Python: how to distinguish between socket error and timeout?

Question

I'm having the following code:

try:
    while 1:
        s=socket.socket(socket.AF_INET,socket.SOCK_STREAM)
        s.settimeout(5);
        s.connect((HOST,PORT))
        print("before send")
        #time.sleep(10);
        #s.sendall('GET / HTTP/1.1\r\nConnection: Keep-Alive\r\nHost: www.google.lt\r\n\r\n')
        data=s.recv(52)
        print("after send");
        s.close()
        if string.find(data,"HTTP/1.1 200 OK") == -1:
            print("Lost Connection")
        print(data)
        time.sleep(2)
except KeyboardInterrupt:
    print("CTRL C occured")
except socket.error:
    print("socket error occured: ")
except socket.timeout:
    print("timeout error")

I have commented the sendall function to test how recv generates timeout exception. But the problem is that i get socket.error exception. If i change the last lines of code to:

except socket.timeout:
    print("timeout error")
except socket.error:
     print("socket error occured: ")

Then i get socket.timeout exception.
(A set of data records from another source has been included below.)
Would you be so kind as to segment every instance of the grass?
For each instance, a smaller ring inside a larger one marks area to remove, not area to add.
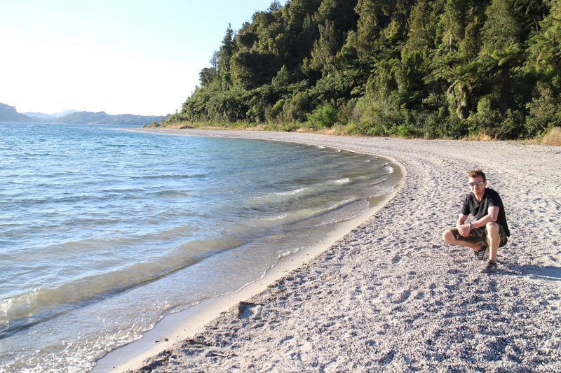
[[[154,127],[154,126],[150,126]],[[332,128],[324,128],[323,129],[313,129],[311,128],[303,127],[297,123],[266,123],[255,125],[255,123],[229,123],[227,125],[217,125],[215,122],[177,122],[168,123],[165,125],[167,128],[182,129],[185,128],[194,128],[199,129],[245,129],[248,131],[278,131],[283,132],[310,132],[316,134],[323,134],[330,135],[345,135],[345,127],[342,125],[335,125]],[[391,136],[394,137],[394,136]],[[464,139],[468,141],[493,141],[494,139],[489,135],[480,134],[479,135],[471,135]],[[553,127],[547,134],[529,140],[522,141],[525,143],[541,143],[544,145],[561,146],[561,127]]]

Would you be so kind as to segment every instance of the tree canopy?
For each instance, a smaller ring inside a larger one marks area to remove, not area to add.
[[[289,0],[229,25],[163,122],[526,139],[561,126],[561,0]]]

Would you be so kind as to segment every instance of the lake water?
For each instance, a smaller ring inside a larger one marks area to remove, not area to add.
[[[0,371],[90,370],[317,244],[393,173],[316,146],[0,123]]]

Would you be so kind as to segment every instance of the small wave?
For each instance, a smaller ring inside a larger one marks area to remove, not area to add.
[[[259,202],[276,202],[285,199],[286,197],[292,197],[295,195],[302,194],[309,189],[309,188],[304,187],[299,188],[298,189],[294,189],[292,190],[286,190],[285,192],[275,192],[269,195],[256,197],[254,199]]]
[[[351,183],[351,178],[338,178],[337,180],[334,180],[333,183],[337,185],[349,184],[349,183]]]
[[[393,174],[396,170],[393,169],[393,167],[389,163],[384,163],[382,165],[382,168],[388,171],[388,174]]]

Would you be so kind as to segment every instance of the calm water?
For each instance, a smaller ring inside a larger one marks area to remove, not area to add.
[[[110,126],[0,123],[0,371],[83,372],[364,212],[375,157]]]

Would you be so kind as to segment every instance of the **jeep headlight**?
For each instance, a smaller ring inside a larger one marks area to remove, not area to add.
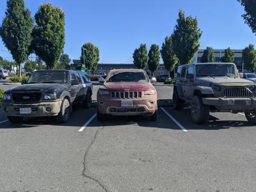
[[[5,101],[10,101],[12,99],[11,94],[4,94],[3,95],[3,100]]]
[[[150,90],[150,91],[144,91],[144,94],[145,95],[153,95],[155,94],[154,90]]]
[[[56,99],[56,95],[54,93],[45,93],[44,95],[44,100],[53,100]]]

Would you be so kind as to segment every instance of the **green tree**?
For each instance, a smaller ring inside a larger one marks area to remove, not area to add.
[[[201,62],[213,62],[215,61],[215,54],[213,49],[211,47],[207,47],[204,51],[201,57]]]
[[[172,37],[175,54],[180,64],[191,63],[200,47],[199,41],[202,32],[198,27],[197,19],[191,16],[185,17],[185,12],[180,10]]]
[[[148,68],[151,72],[154,73],[158,68],[160,64],[160,51],[159,50],[159,46],[153,44],[151,45],[150,49],[148,52]]]
[[[85,64],[87,71],[92,69],[95,70],[98,67],[98,62],[100,60],[100,50],[99,48],[92,43],[84,43],[81,47],[81,62]]]
[[[24,69],[27,72],[32,72],[36,69],[36,62],[27,60],[24,65]]]
[[[148,50],[146,44],[141,44],[133,53],[133,63],[138,69],[145,69],[148,61]]]
[[[179,59],[174,53],[172,46],[173,35],[170,37],[167,36],[162,45],[162,59],[164,61],[164,68],[169,73],[172,72],[172,76],[174,76],[175,66],[178,63]]]
[[[220,58],[220,61],[222,62],[234,63],[235,61],[234,55],[235,55],[235,53],[231,50],[230,47],[228,47],[225,50],[224,55]]]
[[[51,3],[43,4],[35,15],[37,25],[32,32],[33,49],[47,69],[57,65],[65,43],[65,13]]]
[[[255,0],[237,0],[244,7],[246,13],[242,15],[244,22],[248,25],[253,33],[256,33],[256,3]]]
[[[254,72],[256,69],[256,51],[254,46],[250,44],[243,50],[242,59],[244,68],[249,71]]]
[[[20,76],[21,65],[31,52],[33,26],[34,20],[30,16],[30,11],[25,8],[24,0],[7,1],[7,10],[0,27],[0,36],[19,66]]]

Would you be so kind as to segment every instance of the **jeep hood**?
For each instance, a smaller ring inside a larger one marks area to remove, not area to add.
[[[226,76],[221,77],[197,77],[195,82],[196,83],[205,85],[210,85],[211,84],[213,84],[224,86],[247,86],[253,84],[251,81],[243,78],[235,78]]]
[[[105,83],[100,87],[101,89],[110,91],[124,91],[129,90],[131,91],[142,91],[154,90],[154,86],[148,82],[111,82]]]

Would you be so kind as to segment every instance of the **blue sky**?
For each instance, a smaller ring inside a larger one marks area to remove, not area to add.
[[[66,13],[64,52],[78,59],[83,43],[100,49],[100,62],[132,63],[141,43],[162,45],[173,31],[181,9],[196,17],[203,31],[201,48],[243,49],[256,36],[244,23],[244,9],[236,0],[25,0],[34,17],[42,3],[52,3]],[[6,1],[0,1],[0,23]],[[0,55],[12,59],[0,40]],[[5,51],[7,52],[3,51]]]

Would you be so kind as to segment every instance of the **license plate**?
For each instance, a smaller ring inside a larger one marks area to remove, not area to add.
[[[121,101],[121,107],[132,107],[132,101]]]
[[[31,114],[31,108],[20,108],[20,114]]]

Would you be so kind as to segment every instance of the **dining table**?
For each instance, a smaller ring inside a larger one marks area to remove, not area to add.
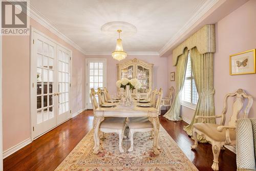
[[[155,155],[160,153],[159,136],[160,122],[157,110],[153,107],[142,107],[139,106],[138,101],[133,99],[130,106],[121,105],[120,102],[115,103],[115,107],[103,108],[99,106],[94,110],[94,118],[93,127],[94,130],[94,146],[93,153],[97,154],[100,149],[99,125],[106,117],[147,117],[153,125],[154,139],[153,151]],[[129,119],[126,119],[129,122]]]

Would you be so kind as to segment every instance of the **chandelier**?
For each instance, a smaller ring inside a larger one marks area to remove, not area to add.
[[[119,34],[119,38],[116,41],[116,50],[112,52],[112,57],[114,59],[120,61],[125,58],[127,54],[123,51],[122,39],[120,38],[120,33],[122,32],[122,30],[117,30],[117,32]]]

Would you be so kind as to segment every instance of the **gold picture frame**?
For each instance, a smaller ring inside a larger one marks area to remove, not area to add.
[[[175,72],[172,72],[170,73],[170,81],[175,81]]]
[[[256,73],[256,49],[229,56],[230,75]]]

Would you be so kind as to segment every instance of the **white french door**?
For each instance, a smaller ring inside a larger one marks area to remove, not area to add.
[[[35,30],[31,59],[32,138],[70,117],[71,52]]]
[[[94,88],[96,91],[98,88],[106,87],[106,59],[87,59],[87,106],[88,109],[92,109],[92,102],[90,99],[91,89]],[[98,97],[96,97],[98,101]]]
[[[70,117],[69,99],[70,92],[70,52],[57,46],[58,56],[58,109],[57,124]]]

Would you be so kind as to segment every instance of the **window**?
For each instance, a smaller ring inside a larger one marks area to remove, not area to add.
[[[196,108],[198,100],[198,94],[197,93],[191,67],[191,58],[189,51],[188,51],[186,75],[181,96],[181,103],[183,105],[192,109]]]

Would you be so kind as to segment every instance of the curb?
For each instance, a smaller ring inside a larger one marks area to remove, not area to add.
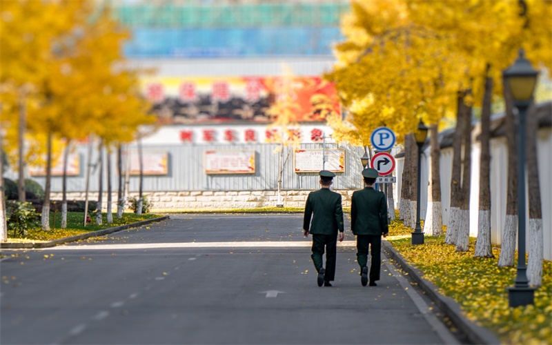
[[[109,235],[117,231],[126,230],[130,228],[137,228],[143,225],[147,225],[151,223],[161,221],[165,219],[168,219],[169,216],[166,215],[157,218],[152,218],[151,219],[146,219],[136,223],[130,223],[130,224],[121,225],[115,226],[115,228],[109,228],[107,229],[98,230],[97,231],[91,231],[85,234],[77,235],[71,236],[70,237],[65,237],[54,241],[48,242],[37,242],[37,243],[0,243],[0,248],[12,248],[12,249],[21,249],[21,248],[49,248],[55,247],[60,244],[64,244],[68,242],[74,242],[75,241],[80,241],[81,239],[86,239],[90,237],[95,237],[97,236],[103,236],[104,235]]]
[[[382,241],[383,249],[389,258],[393,259],[400,268],[417,283],[426,295],[439,307],[454,325],[471,342],[471,344],[500,344],[500,339],[491,331],[469,320],[462,314],[460,305],[454,299],[439,293],[440,288],[433,283],[422,278],[423,273],[409,265],[388,241]]]

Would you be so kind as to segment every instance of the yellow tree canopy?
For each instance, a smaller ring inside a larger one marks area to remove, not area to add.
[[[326,75],[349,112],[346,123],[331,122],[336,139],[368,145],[372,131],[386,126],[402,141],[420,119],[437,123],[454,108],[458,83],[466,82],[463,57],[449,54],[450,37],[409,16],[406,1],[352,3],[343,21],[346,40]]]

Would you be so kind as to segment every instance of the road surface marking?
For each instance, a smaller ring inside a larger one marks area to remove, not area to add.
[[[80,334],[81,333],[82,333],[82,331],[84,331],[85,329],[86,329],[86,325],[81,324],[79,326],[77,326],[77,327],[75,327],[73,329],[72,329],[71,331],[70,331],[69,333],[70,333],[71,335],[77,335]]]
[[[268,291],[262,291],[259,293],[266,293],[266,298],[275,298],[278,297],[279,293],[286,293],[284,291],[278,291],[277,290],[269,290]]]
[[[96,314],[96,316],[94,317],[94,319],[96,320],[96,321],[99,321],[99,320],[102,320],[102,319],[105,319],[108,316],[109,316],[109,312],[108,311],[107,311],[107,310],[101,310],[99,313],[98,313],[97,314]]]
[[[149,244],[85,244],[82,246],[58,246],[51,250],[83,250],[115,249],[155,249],[166,248],[305,248],[313,246],[312,241],[245,241],[245,242],[177,242]],[[355,241],[337,242],[337,247],[356,247]]]

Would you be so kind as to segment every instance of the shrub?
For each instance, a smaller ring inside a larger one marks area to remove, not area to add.
[[[31,203],[8,201],[6,206],[8,229],[13,230],[14,236],[26,236],[29,229],[40,226]]]
[[[128,202],[130,204],[130,209],[137,213],[138,210],[138,198],[129,198]],[[151,204],[148,201],[148,198],[142,197],[142,213],[148,213],[151,210]]]
[[[25,179],[25,191],[28,199],[44,199],[44,189],[33,179]],[[31,196],[34,197],[30,197]]]
[[[10,179],[4,179],[4,188],[6,200],[17,200],[17,184]]]

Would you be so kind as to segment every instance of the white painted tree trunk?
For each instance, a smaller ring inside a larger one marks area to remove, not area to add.
[[[493,257],[492,244],[491,243],[491,211],[479,210],[477,221],[477,241],[475,242],[475,257]],[[490,255],[489,255],[490,253]]]
[[[111,224],[113,222],[113,213],[111,207],[111,200],[108,199],[108,214],[106,215],[106,220],[107,221],[108,224]]]
[[[123,217],[123,210],[124,209],[124,206],[125,201],[121,199],[117,204],[117,217],[119,219]]]
[[[1,125],[0,125],[1,126]],[[0,241],[8,240],[8,224],[6,219],[6,193],[4,193],[3,150],[2,130],[0,128]]]
[[[67,201],[61,203],[61,228],[67,228]]]
[[[408,226],[413,229],[416,227],[416,201],[415,200],[408,200],[408,215],[410,216]]]
[[[460,208],[451,207],[451,213],[448,215],[448,225],[446,226],[446,234],[444,236],[444,243],[456,244],[460,227]]]
[[[426,219],[424,221],[424,233],[430,236],[437,236],[443,233],[441,201],[428,203]]]
[[[401,198],[401,201],[399,202],[399,218],[403,221],[408,219],[406,217],[406,200],[404,198]]]
[[[542,260],[544,241],[542,219],[529,219],[529,257],[527,261],[527,278],[533,286],[542,285]]]
[[[518,215],[506,215],[504,230],[500,241],[500,255],[498,257],[498,266],[513,266],[515,254],[515,240],[518,230]]]
[[[50,205],[42,206],[42,215],[40,218],[42,230],[50,231]]]
[[[459,215],[460,224],[456,238],[456,251],[467,252],[470,248],[470,211],[460,209]]]
[[[142,214],[142,198],[139,198],[138,199],[138,206],[136,208],[136,214],[137,215],[141,215]]]

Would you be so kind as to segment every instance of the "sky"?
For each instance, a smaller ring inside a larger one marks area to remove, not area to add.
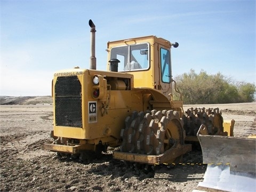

So what exception is really generated?

Answer 1

socket.timeout is a subclass of socket.error. Really it's socket.timeout. When you catch a socket.error first, you catch a more general case.

>>> issubclass(socket.timeout, socket.error)
True

This code is correct:

except socket.timeout:
 print("timeout error")
except socket.error:
 print("socket error occured: ")

Try to catch specifically socket.timeout, then other socket.errors.